Project tracker: https://github.com/orgs/dmlc/projects/2
Description
pytorch/pytorch#124907 (comment)
Here, torch developers say that future versions of pytorch may not support torchdata properly. It might become a problem to support later PyTorch versions.
Previously we're trying to deprecate torchdata
with torch.utils.data
for datapipe-related operations as active development and release of torchdata
have been paused(mentioned here).
So for now, both pytorch and torchdata team are deprecating torchdata?
I don't know the exact details.

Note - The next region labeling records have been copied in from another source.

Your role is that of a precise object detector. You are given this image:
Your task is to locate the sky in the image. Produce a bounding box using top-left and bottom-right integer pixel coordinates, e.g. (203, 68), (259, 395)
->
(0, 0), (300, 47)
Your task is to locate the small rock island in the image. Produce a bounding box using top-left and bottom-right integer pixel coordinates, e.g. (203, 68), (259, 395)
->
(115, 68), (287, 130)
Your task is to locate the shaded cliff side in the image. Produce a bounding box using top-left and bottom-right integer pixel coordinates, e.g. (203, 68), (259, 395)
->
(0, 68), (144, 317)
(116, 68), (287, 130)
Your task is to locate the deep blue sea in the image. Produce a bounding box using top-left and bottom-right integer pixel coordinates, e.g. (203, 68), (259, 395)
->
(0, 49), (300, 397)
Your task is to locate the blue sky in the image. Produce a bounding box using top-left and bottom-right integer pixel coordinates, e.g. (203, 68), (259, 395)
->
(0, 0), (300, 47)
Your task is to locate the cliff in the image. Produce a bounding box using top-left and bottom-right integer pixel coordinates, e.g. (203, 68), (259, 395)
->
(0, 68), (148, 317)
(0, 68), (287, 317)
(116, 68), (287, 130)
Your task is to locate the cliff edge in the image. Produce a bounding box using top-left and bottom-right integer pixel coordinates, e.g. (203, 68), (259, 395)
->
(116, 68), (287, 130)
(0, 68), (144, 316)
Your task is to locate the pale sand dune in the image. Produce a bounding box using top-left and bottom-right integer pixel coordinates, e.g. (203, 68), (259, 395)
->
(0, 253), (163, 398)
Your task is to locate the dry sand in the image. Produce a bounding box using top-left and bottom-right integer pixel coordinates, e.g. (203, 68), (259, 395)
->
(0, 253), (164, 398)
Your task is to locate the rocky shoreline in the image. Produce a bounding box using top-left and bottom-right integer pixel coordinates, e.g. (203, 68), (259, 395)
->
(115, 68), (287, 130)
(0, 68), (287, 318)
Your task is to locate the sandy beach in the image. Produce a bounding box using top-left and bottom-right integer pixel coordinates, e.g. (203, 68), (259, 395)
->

We need to look into it as it is a crucial dependency.
https://discuss.dgl.ai/t/importerror-cannot-import-name-dill-available-from-torch-utils-data-datapipes-utils-common/4363/2 might be a related problem, I saw a PR in torch repo that fix this issue.
The way we implement DataLoader (https://github.com/dmlc/dgl/blob/658b2086b09bbd76c3d3f488af2b155a1c921052/python/dgl/graphbolt/dataloader.py#L79C7-L79C17) right now isn't perfect. It makes a lot of assumption that might cause problems later. Once those problems hit, we should redesign it. We held off because the torch.data already does a good job, but if we have to, we'll tackle it then.